Taxation for Resident and Nonresident AliensTaxation for Resident and Nonresident Aliens

Taxation for resident and nonresident aliens differs from that of U.S. citizens. In this article, we will go over the basics of taxation for resident and nonresident aliens.

Resident vs. Nonresident

A resident alien is someone who is not a U.S. citizen but has a green card that allows them to work in the country. Or they have lived in the U.S. for at least 183 days over the last 3-year period (including the current tax year). On the other hand, a nonresident alien is someone who is legally and temporarily in the United States but does not have a green card.

Residence Exemptions

There are certain individuals who may be able to exempt themselves as residents for tax purposes. These exemptions include:

  • You commute to the U.S. from Mexico or Canada
  • Your tax home is in another country. To do this you must prove you were not in the United States for the 183-day requirement period.
  • You are temporarily residing in the U.S. because you are a teacher, trainee, student, or you have diplomatic/consular status for a foreign government or international organization, or you are an immediate family member of someone who is.
  • You have been unexpectedly detained in the U.S. for medical reasons.
  • There is an applicable tax treaty in place.
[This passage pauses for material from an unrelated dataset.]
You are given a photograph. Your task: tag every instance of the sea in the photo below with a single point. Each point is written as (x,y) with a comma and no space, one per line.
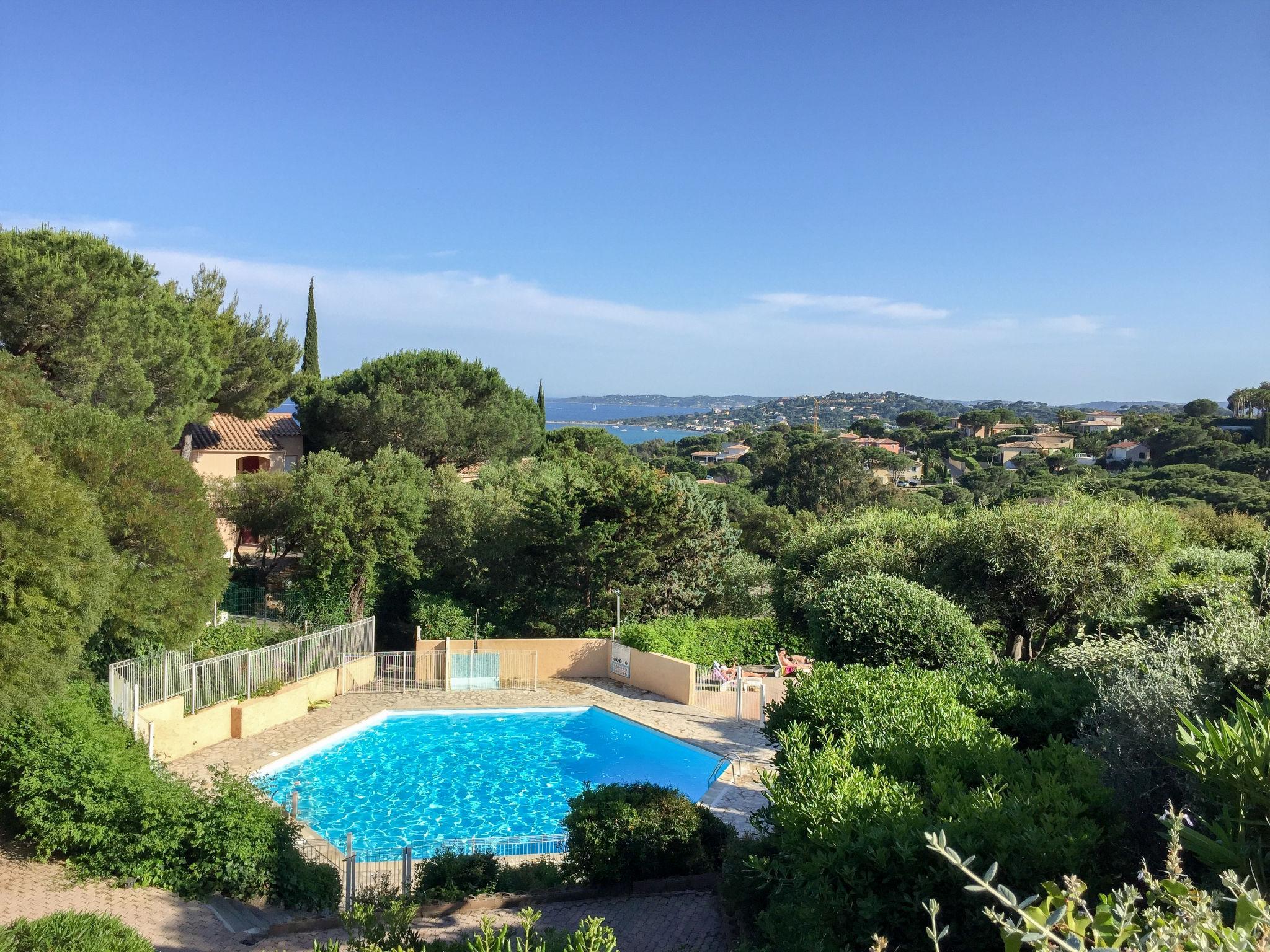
(561,414)
(567,414)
Taxation for Nonresident Aliens

If you are a nonresident alien, you must pay U.S. income tax on any income you earn in the U.S. or from a U.S. source. You do not have to pay United States income tax on any income from a foreign source. How does this work? Let’s say you own a business with two locations, one in the U.S. and one in Spain. You are a Spanish citizen, and your main country of residence is Spain. In this case, you would have to pay income tax on the profits your U.S. business makes. But no U.S. income tax would be due for the profits made by the portion of your business that is based in Spain.
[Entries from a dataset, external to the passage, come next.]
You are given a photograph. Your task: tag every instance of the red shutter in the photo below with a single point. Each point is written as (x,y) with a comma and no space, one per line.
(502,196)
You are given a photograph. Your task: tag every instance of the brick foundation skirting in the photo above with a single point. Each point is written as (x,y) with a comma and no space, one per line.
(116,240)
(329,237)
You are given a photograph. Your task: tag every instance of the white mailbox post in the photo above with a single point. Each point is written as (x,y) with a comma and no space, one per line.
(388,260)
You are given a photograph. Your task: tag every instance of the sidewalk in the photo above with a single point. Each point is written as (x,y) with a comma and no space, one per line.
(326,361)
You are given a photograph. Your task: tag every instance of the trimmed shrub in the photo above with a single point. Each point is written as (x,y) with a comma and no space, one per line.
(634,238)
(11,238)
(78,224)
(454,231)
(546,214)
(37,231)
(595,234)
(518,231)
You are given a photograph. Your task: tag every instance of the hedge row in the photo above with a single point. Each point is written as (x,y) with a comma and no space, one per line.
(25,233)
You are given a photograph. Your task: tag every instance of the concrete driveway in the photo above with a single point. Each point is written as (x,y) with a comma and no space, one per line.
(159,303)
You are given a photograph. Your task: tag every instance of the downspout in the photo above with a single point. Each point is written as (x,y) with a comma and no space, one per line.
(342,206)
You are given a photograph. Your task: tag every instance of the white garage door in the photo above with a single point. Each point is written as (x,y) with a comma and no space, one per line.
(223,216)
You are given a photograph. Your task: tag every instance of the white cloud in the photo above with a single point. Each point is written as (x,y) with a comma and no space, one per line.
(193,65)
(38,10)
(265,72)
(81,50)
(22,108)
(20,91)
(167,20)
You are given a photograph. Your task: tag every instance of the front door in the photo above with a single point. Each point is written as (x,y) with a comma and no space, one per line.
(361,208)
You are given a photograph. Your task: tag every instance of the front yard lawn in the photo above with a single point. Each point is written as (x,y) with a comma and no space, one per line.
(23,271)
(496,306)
Taxation for Resident Aliens

If you are a resident alien, you must pay income taxes on any U.S. or foreign income that you earn. However, there are tax planning strategies that can help you to reduce your liability. These strategies include claiming the Foreign Earned Income Exclusion or the Foreign Tax Credit. Additionally, if your employer is a foreign government you may qualify for exclusions if your employing country has a reciprocal tax treaty with the United States.

Planning for Your Taxes

Taxation for resident or nonresident aliens can be complex. Proper planning can help you to avoid unexpected surprises. Meet with a qualified tax professional who can help you to prepare now for the coming tax season.